At some point I was asked by a relative of P’s if there were any books I might like for Christmas. Thing is, by this point I knew my family and possibly some friends would have looked at my Amazon wishlist. I had also given off-list suggestions to my family because they were concerned about people getting me multiple copies of the same book. So by this point, I was out of ideas. I picked one of my Amazon recommendations at random.
It occurs to me that I’m very lucky that so many people give me books. How did I end up with some many brilliant friends? Anyway, P’s relative got me the book, probably knowing exactly as much about it as I did: The title. Incidentally, I think that having now read it, I’ve caught up with books I was given for Christmas. I think the last time this had happened before Summer I was probably about 15. I consider it a bit of the triumph. Now, on with the review.
This is a story about a single mum living with her eight year old girl after a divorce and the girl goes missing. It follows both Beth, the mother searching for her missing daughter and eventually half-heartedly trying to live her life without her, and Carmel, the girl who goes missing, abducted by a strange man who pretended to be her grandfather at a comedy festival.
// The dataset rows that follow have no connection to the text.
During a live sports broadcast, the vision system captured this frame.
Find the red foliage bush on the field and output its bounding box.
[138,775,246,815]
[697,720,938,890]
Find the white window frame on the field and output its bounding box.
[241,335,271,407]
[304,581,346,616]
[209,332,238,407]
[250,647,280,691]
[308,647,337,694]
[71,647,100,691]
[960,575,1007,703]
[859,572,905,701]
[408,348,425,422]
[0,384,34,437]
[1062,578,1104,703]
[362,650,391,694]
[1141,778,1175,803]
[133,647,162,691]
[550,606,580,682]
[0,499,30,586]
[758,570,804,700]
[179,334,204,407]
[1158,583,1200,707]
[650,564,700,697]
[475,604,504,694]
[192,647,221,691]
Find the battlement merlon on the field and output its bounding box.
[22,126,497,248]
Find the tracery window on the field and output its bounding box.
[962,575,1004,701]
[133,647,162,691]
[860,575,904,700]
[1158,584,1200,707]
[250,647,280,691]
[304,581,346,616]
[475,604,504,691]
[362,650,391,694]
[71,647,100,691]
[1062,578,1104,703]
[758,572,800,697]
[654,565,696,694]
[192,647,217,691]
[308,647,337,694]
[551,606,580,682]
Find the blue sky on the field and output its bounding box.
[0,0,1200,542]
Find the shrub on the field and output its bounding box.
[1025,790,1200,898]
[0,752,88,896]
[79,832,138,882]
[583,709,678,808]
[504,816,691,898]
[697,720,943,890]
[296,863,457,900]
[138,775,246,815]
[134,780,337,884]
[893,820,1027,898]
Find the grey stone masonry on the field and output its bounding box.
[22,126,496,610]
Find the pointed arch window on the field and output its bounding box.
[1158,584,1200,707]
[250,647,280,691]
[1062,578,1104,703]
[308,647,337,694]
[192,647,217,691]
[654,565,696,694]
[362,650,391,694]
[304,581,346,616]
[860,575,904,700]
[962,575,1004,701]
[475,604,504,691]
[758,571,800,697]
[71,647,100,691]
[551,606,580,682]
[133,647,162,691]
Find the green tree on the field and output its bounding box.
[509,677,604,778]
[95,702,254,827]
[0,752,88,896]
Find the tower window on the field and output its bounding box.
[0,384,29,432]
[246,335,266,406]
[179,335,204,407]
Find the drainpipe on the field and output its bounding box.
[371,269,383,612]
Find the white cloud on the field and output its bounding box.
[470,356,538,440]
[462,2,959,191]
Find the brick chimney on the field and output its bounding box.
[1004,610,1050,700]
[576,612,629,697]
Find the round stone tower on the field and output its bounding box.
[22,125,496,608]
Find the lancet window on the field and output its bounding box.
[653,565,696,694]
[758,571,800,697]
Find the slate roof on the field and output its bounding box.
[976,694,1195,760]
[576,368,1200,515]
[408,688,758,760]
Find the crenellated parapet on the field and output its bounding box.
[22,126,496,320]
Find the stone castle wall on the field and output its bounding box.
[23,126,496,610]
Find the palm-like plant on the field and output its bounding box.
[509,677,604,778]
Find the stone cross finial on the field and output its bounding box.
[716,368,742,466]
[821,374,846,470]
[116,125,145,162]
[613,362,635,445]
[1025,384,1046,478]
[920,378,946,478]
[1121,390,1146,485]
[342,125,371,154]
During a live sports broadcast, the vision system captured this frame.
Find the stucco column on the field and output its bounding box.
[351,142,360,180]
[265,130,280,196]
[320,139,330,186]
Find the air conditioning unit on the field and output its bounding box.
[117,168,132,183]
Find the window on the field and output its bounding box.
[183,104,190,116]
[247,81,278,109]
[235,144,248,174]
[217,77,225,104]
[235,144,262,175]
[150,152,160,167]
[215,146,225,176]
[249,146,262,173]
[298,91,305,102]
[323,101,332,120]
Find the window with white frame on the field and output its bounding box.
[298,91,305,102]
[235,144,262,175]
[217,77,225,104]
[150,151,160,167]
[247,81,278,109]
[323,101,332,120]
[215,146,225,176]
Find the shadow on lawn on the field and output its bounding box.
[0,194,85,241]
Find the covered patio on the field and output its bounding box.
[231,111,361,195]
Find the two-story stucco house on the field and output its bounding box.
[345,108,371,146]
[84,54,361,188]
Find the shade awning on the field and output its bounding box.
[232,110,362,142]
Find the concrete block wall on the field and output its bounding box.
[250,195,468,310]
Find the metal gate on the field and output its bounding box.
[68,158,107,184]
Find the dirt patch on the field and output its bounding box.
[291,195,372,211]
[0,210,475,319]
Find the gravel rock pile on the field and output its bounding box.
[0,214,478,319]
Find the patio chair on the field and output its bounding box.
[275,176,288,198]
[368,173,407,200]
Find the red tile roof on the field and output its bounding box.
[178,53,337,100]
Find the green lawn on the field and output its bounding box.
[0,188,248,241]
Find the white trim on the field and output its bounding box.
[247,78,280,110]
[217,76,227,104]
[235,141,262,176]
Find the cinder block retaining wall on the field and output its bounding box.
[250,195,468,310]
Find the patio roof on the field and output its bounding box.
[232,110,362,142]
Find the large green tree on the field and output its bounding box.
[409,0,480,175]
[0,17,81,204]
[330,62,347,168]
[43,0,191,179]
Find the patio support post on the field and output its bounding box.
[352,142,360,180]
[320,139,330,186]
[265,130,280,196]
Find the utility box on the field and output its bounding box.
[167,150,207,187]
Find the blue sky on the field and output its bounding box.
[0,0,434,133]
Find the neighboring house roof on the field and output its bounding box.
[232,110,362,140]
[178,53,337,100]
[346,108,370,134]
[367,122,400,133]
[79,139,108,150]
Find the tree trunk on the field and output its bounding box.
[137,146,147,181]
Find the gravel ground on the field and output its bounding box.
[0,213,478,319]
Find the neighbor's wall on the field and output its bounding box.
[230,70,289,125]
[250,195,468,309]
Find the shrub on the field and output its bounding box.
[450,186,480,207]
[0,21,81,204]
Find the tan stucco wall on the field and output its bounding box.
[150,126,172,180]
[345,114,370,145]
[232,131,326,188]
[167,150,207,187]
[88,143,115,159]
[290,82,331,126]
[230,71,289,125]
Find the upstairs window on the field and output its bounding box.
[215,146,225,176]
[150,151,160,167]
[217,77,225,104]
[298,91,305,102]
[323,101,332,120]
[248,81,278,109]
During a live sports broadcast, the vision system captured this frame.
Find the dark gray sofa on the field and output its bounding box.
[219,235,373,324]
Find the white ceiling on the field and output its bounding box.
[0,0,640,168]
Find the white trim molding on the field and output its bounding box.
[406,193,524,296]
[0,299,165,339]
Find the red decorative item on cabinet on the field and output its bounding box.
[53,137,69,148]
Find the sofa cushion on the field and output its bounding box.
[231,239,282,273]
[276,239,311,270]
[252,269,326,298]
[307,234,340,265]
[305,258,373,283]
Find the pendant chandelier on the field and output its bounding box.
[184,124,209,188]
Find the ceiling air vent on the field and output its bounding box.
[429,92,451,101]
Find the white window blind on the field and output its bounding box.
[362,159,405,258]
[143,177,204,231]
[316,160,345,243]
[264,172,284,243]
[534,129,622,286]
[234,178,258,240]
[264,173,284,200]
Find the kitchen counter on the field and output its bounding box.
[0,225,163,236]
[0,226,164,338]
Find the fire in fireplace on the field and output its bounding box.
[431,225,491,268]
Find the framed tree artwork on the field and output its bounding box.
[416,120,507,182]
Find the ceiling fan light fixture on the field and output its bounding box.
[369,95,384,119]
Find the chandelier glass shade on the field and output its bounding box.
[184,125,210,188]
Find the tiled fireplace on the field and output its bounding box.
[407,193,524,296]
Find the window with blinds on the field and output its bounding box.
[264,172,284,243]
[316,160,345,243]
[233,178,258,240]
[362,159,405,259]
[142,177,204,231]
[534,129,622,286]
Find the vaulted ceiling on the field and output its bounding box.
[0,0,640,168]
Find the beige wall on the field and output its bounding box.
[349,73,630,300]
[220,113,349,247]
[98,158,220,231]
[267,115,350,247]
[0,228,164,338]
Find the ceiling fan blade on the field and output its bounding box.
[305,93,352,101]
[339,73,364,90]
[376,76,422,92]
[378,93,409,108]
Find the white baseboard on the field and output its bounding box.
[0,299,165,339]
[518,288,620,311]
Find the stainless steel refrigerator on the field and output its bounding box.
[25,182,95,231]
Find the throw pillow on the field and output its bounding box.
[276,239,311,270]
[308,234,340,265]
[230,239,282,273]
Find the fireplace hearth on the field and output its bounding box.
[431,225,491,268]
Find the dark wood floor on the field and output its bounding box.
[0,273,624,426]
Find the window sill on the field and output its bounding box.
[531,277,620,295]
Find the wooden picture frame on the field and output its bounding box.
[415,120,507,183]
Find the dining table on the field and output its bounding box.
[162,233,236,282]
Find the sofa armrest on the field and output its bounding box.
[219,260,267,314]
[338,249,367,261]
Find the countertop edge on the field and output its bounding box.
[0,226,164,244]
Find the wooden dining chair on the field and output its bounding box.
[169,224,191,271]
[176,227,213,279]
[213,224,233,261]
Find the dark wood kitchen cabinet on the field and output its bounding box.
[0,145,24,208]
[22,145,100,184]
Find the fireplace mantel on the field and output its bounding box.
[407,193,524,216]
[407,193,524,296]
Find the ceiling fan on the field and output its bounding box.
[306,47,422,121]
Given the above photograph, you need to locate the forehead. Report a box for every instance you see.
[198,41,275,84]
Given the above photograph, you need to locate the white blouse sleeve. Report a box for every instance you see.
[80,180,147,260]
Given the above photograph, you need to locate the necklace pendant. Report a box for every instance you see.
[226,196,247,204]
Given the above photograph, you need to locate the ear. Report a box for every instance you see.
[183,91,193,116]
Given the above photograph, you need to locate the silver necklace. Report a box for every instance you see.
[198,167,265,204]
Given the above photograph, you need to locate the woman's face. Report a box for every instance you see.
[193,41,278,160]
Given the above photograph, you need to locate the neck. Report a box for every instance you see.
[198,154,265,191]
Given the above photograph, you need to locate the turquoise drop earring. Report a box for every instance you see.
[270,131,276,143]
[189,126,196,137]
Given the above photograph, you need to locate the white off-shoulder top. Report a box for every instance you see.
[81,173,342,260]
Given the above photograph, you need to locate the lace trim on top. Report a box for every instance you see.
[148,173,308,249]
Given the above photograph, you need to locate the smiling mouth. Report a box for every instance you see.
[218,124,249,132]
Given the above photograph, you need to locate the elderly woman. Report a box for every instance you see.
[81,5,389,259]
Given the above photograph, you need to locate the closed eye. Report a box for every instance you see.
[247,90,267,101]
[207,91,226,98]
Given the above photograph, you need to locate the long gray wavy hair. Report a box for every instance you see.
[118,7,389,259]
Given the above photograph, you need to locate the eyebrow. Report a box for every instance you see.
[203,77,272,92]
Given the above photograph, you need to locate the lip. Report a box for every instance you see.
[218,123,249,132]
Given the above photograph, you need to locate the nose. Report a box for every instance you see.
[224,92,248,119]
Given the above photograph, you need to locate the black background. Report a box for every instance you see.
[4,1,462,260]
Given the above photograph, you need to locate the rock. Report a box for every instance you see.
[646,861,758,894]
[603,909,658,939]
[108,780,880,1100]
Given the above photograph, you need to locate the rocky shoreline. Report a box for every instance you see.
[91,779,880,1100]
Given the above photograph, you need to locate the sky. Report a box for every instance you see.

I’m not sure when I last read this kind of modern crime drama, so it’s hard to compare it to similar work. It would just be a crime thriller too, but or the inclusion of strong religious themes. The man who kidnaps Carmel is a devout Christian, an itinerant preacher who believes in faith healing. That added an interesting element – it’s always enjoyable when books get a bit weird like that – but as far as I’m concerned it didn’t quite come together.
Coming of age is a strong theme, as are fairly tales. There’s an obvious parallel between Carmel and Little Red Riding Hood, even beyond just the coat. I think the religious cult had the potential to make the book really satisfying but in the end I think it was a bit confused. I also found the writing style to be a bit annoying, with character’s conversation especially stilted, although this improved a bit towards the final chapters.
It’s a quick read and an interesting enough diversion and if you like crime thrillers that avoid gratuitous violence then you’ll probably enjoy it. I guess it’s suitable for young adults too. I’m just not convinced it quite deserves the amazing reviews it apparently got but maybe that’s because I don’t read much in this genre.